Laurent series

Yes I think it is correct.

But the series is powers of $(1/z)$. The symbol is not epsilon. It's called sigma ($\Sigma$)

It does agree with the book. Why do you think it doesn't?

Vasco

I have a few more questions, including the exercise at the end of this subsection 1:
1. Starting from something basic, for the series $\sum_{n=0}^{\infty} z^n = \frac{1}{1-z}$ looking at the left hand side sum, it is easy to see that it only converges to some value when $|z| < 1$ but can you see it using the right hand formula as well? I know that there are various methods of calculating radius of convergence i.e a ratio test which here returns $\frac{a_{n+1}}{a_{n}} = \frac{1}{1} = 1$ and we manually test endpoints to discover $-1 < R < 1$
2. For $\sum_{n=0}^{\infty} (\frac{z}{2})^n$ we say it is valid for $|z| < 2$ why? UPDATE. Ok it makes sense even intuitively, we can now have two times bigger $z$ as we divide by two. As for the ratio test it's value shall be now divided by $2$ and hence we have $ L = \frac{1}{2}$ so $R = \frac{1}{L} = 2$
3. For the exercise for $|z| > 2$ how was the new expansion obtained? We know that for $|z| > 2$ there are no more singularities but in the same time both series are divergent. So two questions,
a. Why do we care about a Laurent series anymore if we know that there are no more singularities? Shouldn't Taylor series be enough here?
b. Both series are divergent at $|z| > 2$

UPDATE:

for 3.a, I think we still want Laurent series to also cover the singularities before but strictly speaking, if we only care about arguments $|z| > 2$ we don't need a Laurent series anymore right?
b. Surprisingly, the two examples that are already in the book show that by slightly modifying these partial fraction we can get wide range of convergence. This observation allowed me to tackle this exercise. 

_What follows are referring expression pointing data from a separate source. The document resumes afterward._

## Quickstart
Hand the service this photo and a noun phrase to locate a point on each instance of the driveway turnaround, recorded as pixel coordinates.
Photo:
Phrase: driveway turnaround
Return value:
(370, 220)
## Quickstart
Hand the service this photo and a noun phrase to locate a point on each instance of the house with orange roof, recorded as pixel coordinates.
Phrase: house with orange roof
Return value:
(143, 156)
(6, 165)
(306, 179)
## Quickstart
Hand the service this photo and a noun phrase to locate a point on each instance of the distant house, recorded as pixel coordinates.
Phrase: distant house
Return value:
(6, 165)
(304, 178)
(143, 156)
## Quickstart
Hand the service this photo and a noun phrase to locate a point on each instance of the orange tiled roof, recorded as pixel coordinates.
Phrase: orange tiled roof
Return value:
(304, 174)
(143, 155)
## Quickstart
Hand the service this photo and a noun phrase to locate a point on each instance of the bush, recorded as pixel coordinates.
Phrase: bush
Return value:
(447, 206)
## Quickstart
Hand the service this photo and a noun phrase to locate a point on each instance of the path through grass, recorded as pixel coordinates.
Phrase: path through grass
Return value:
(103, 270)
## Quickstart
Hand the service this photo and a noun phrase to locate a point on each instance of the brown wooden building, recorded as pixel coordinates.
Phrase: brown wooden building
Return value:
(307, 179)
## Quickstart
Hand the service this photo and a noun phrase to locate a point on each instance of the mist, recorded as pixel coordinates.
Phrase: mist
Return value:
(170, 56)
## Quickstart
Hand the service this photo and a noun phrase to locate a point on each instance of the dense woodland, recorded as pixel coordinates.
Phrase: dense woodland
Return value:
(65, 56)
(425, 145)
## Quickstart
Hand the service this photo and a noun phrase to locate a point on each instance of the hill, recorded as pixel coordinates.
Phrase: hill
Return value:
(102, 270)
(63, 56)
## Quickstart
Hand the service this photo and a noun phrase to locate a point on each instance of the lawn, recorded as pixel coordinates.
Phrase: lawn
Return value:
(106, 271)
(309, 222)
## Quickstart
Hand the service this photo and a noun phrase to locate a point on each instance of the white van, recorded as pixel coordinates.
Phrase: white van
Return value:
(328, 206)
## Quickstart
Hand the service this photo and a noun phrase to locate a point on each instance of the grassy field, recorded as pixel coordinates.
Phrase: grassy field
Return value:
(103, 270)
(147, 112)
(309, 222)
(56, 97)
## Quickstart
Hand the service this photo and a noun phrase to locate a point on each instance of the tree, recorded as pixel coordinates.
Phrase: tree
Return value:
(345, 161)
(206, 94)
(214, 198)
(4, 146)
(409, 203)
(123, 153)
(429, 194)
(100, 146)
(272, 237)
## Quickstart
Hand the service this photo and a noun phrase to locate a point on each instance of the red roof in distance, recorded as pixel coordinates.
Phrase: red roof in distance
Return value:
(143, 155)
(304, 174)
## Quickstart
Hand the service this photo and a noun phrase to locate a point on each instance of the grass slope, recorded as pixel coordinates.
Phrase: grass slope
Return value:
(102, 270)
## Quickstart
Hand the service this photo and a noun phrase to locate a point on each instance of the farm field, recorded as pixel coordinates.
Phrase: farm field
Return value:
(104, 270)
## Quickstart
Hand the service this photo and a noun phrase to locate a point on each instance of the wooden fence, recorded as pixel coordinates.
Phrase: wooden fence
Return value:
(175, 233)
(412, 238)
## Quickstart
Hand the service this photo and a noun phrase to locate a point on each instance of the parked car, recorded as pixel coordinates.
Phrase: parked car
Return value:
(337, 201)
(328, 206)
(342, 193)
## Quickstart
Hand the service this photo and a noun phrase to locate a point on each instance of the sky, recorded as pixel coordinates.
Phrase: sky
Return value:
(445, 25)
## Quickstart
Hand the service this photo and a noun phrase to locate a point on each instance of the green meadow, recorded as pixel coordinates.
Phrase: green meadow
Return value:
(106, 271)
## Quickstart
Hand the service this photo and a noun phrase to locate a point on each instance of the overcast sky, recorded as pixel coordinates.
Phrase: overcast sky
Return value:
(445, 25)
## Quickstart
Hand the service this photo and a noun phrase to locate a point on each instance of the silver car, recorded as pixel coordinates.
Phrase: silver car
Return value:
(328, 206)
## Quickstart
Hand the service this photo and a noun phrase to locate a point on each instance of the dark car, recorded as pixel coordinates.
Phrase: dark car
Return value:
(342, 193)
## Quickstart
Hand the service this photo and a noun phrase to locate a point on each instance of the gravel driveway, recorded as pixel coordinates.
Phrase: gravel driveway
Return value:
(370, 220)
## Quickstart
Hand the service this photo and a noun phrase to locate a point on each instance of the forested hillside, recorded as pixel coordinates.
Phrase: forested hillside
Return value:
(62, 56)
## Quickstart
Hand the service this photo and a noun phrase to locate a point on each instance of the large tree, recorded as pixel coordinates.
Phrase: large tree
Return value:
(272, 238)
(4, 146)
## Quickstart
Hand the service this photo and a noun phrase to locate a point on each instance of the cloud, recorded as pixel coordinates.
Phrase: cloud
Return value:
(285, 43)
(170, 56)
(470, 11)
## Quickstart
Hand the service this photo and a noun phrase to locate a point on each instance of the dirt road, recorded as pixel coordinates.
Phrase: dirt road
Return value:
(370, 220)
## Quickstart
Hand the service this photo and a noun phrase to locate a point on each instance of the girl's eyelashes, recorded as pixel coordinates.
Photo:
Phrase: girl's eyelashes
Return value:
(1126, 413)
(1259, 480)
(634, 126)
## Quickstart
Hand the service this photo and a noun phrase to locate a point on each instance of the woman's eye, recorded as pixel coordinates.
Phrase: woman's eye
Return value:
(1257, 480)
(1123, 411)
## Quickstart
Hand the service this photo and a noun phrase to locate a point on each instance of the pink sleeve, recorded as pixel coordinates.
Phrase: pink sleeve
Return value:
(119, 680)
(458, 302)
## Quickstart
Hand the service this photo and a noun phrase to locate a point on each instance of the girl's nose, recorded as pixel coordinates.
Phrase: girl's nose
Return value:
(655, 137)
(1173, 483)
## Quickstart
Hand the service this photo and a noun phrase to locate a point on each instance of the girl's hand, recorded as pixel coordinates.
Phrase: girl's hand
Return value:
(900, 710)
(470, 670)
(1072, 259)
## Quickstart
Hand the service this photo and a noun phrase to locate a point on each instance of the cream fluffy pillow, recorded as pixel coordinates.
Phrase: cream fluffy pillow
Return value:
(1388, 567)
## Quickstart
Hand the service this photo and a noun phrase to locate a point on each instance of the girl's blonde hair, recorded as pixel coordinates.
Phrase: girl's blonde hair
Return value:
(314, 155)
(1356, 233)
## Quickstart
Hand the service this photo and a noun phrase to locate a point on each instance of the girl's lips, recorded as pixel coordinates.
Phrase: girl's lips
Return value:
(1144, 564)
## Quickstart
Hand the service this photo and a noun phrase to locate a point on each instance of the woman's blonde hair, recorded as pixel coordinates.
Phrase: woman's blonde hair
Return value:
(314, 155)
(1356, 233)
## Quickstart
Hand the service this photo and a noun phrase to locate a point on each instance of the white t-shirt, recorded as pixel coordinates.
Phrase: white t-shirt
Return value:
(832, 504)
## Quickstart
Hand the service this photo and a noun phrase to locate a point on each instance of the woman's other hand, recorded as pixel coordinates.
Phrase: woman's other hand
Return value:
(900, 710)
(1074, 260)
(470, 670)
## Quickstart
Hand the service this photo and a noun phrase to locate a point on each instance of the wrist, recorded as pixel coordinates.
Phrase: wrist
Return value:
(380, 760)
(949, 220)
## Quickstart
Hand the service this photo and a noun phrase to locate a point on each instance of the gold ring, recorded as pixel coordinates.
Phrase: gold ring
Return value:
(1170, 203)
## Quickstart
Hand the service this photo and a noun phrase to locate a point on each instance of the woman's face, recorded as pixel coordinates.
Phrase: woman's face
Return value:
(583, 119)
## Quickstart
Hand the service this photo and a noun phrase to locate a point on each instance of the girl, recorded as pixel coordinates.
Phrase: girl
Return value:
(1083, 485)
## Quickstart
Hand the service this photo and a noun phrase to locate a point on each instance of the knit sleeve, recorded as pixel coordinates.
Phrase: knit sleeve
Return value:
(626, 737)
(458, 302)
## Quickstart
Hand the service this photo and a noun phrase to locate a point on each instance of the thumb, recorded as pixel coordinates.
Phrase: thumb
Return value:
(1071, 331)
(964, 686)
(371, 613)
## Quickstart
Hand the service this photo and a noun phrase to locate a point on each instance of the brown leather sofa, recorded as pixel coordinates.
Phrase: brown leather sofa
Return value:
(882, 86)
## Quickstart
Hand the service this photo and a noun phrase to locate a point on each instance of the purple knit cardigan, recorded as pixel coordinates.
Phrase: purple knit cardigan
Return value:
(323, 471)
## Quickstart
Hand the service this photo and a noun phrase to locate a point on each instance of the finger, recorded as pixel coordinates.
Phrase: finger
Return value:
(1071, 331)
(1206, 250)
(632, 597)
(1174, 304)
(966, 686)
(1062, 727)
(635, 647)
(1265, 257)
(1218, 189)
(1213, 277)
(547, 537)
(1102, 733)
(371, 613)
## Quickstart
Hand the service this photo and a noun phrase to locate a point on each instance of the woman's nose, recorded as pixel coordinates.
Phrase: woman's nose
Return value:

Here is my attempt. We need $|z| > 2$ and for the first partial fraction we already have it, namely $- \sum_{n=0}^{\infty} \frac{1}{z}^{n+1}$ it converges for $|z| > 1$ so will also do for $|z| > 2$. Next we nee to adjust $\frac{1}{(2-z)}$ so it converges in the same circle. It is not hard to come up with $\frac{1}{z} \sum_{n=0}^{\infty}(1-\frac{2}{z})$ 
Next expanding just first few terms shows: first term cancels out for both sums. The second term, one gives $\frac{1}{z^2}$ while the other $\frac{2}{z^2}$ which sums up to $-\frac{1}{z^2}$. In the same way next terms sum up to $-\frac{3}{z^3}$. Which complies with what's in the book (ignoring the first term $\frac{1}{z}$ which is already marked as an error and removed in a newer editions of the book)

Thank you.

Mondo

1. You can't say we can see that the series converges. How can you know? You obviously haven't read the last few paragraphs on page 433. Forget all those ratio tests we don't need them and they don't give us any insight as to what is happening.

2.Same as 1.

3. You need to distinguish between Taylor series and Laurent series. The two Taylor series are divergent but what about the Laurent series. Again this shows that you haven't read this chapter and understood it.

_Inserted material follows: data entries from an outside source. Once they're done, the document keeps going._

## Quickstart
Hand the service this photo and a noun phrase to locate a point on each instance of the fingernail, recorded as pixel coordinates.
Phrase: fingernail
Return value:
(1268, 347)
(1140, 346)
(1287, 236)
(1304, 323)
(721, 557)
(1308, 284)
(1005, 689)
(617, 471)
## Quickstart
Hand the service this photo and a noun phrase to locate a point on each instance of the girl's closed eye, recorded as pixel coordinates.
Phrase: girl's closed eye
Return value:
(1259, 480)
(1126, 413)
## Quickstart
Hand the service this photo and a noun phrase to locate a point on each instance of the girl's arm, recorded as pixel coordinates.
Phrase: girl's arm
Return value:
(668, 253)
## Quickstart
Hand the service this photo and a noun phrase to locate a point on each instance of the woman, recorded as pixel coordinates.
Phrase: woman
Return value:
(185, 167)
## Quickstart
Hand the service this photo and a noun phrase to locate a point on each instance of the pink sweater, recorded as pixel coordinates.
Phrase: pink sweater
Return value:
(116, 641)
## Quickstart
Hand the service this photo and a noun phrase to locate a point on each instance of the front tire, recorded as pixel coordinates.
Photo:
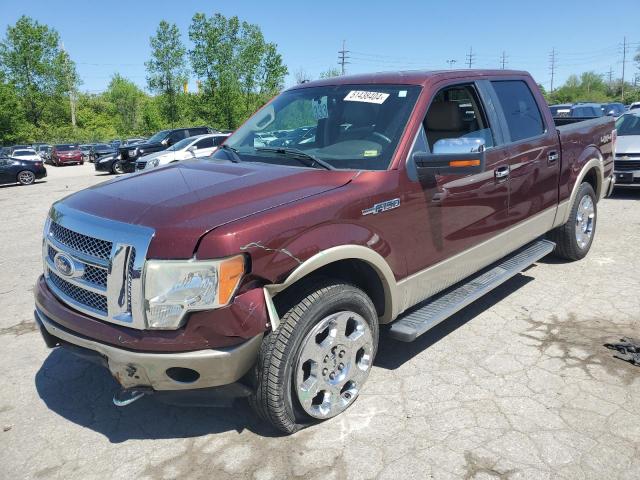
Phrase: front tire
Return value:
(117, 168)
(313, 366)
(574, 238)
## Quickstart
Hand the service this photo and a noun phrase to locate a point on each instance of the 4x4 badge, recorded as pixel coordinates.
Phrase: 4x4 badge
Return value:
(382, 207)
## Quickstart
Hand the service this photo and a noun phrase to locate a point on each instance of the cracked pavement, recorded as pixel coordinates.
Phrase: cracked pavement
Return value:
(518, 385)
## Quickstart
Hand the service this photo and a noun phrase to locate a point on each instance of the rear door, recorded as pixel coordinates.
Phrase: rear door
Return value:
(534, 149)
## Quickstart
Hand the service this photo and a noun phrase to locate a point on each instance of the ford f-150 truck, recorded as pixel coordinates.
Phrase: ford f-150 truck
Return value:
(267, 271)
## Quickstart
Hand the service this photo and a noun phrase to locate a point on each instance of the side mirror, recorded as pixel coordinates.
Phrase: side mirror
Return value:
(460, 156)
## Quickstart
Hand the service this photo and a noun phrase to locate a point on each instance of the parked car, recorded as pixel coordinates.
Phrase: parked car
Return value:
(160, 141)
(561, 109)
(26, 154)
(613, 109)
(86, 151)
(24, 172)
(65, 154)
(627, 159)
(192, 147)
(267, 271)
(100, 150)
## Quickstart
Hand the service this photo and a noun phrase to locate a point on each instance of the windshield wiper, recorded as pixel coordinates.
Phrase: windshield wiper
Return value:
(231, 152)
(304, 157)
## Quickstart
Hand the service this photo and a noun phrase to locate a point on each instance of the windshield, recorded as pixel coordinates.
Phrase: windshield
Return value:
(181, 144)
(347, 126)
(158, 137)
(628, 125)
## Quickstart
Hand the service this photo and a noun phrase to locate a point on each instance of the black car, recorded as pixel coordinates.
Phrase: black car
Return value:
(158, 142)
(613, 109)
(24, 172)
(100, 150)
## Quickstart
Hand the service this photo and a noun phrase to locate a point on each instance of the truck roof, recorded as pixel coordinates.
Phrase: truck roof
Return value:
(409, 77)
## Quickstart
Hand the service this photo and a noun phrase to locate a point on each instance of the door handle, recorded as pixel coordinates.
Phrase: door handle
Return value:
(502, 173)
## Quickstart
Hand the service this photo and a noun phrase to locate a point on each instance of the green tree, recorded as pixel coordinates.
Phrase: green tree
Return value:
(127, 100)
(43, 74)
(238, 68)
(167, 70)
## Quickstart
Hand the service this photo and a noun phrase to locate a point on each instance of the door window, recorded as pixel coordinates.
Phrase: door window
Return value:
(456, 117)
(520, 109)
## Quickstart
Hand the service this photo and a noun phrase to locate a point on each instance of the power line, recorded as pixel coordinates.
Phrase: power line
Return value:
(343, 56)
(552, 65)
(624, 63)
(470, 57)
(503, 59)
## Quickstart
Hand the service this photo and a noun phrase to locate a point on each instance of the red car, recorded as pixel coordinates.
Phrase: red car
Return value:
(65, 154)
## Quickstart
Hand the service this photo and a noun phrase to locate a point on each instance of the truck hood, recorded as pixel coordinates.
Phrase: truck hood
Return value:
(628, 144)
(185, 200)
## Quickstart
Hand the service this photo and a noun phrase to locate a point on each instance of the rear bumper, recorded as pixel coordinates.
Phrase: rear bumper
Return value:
(213, 367)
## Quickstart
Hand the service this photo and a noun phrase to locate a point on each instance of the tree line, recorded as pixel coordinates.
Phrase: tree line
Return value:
(235, 68)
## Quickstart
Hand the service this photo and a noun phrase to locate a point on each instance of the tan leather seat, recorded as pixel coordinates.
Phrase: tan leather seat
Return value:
(444, 120)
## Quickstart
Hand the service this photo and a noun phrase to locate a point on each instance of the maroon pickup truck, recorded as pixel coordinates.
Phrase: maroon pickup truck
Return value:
(267, 269)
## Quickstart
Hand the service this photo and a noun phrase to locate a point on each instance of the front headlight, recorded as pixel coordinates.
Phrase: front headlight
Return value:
(174, 287)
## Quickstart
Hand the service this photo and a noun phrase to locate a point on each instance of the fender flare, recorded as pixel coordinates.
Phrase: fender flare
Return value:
(332, 255)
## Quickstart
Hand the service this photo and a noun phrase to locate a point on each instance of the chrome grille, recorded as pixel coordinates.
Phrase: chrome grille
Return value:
(107, 260)
(81, 243)
(92, 300)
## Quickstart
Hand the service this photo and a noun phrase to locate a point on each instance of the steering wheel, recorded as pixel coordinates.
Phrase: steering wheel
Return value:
(382, 137)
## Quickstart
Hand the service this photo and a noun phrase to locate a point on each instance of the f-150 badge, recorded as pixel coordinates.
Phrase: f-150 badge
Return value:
(382, 207)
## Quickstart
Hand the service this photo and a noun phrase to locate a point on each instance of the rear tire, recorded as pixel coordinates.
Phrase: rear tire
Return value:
(313, 366)
(574, 238)
(26, 177)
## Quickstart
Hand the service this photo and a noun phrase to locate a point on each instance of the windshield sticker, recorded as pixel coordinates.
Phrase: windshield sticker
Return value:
(319, 106)
(367, 97)
(382, 207)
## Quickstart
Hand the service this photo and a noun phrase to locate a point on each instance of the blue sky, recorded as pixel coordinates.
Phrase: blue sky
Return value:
(104, 37)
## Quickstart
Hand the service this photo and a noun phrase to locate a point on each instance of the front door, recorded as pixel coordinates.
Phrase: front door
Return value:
(455, 213)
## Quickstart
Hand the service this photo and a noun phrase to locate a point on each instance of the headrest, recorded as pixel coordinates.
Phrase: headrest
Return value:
(444, 116)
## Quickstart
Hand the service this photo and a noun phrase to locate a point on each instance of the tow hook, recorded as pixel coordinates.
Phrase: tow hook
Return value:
(122, 398)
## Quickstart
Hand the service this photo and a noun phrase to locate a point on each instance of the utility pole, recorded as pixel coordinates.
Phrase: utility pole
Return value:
(624, 63)
(72, 93)
(503, 59)
(470, 57)
(552, 65)
(343, 56)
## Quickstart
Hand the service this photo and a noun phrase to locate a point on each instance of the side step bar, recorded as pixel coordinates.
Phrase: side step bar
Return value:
(438, 308)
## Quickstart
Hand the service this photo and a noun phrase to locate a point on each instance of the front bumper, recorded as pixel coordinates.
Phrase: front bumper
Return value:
(160, 371)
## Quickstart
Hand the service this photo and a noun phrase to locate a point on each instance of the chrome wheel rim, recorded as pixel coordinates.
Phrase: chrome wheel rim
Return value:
(334, 362)
(26, 178)
(585, 221)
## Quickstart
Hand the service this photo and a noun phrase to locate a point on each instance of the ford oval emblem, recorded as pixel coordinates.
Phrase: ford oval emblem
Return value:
(64, 264)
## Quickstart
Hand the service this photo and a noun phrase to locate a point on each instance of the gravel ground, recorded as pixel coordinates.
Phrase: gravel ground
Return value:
(518, 385)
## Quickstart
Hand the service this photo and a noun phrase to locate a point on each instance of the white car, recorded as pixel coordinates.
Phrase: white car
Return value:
(627, 160)
(192, 147)
(26, 154)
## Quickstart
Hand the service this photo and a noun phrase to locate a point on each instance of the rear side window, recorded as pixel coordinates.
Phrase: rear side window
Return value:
(520, 109)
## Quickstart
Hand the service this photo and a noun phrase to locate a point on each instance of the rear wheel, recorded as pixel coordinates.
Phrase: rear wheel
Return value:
(574, 238)
(25, 177)
(314, 365)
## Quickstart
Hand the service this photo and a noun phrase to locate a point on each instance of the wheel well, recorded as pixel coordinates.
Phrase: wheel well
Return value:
(592, 179)
(356, 272)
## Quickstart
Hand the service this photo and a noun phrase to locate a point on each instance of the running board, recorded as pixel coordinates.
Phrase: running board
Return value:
(436, 309)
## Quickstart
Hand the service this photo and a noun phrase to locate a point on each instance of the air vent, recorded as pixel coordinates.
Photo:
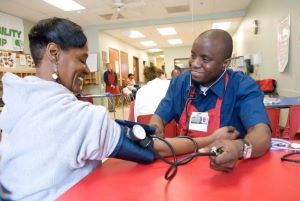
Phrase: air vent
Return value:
(110, 16)
(106, 16)
(178, 9)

3a We want to find a series which converges for $|z|>2$ that's why we care about a Laurent series. Taylor series are divergent here!!!!

3b Both Taylor series are divergent, but what about the Laurent series?

Comments regarding your UPDATE

3a No not right. We do need a Laurent series here as The two Taylor series are divergent here!!

b What you have written about modifying the partial fractions to get convergence is totally wrong. Those manipulations are to make it easier to write the series as a summation that's all.

As a result your attempt at 3 cannot be right. Also the $1/z$ is still in the latest printing.

Vasco

Mondo


Mondo

I also agree with this, quoted from your reply #3 above. Apologies again.

Vasco

Vasco,
I got caught up by work, will respond as soon as I can.
Thank you!

Vasco,

but $P(w)=a_0+a_1w+a_2w^2+...$ where $w=1/(z-a)$ means we have a radius of convergence equal the distance to the nearest singularity, which in this case is $w=1$. Hence we can do $|w| < 1 => |\frac{1}{(z-a)}| < 1 = z > 1 + a$ But this is not quite what we wanted.

Vasco,
what is the last statement "So the power series Q.." based on? How is that true?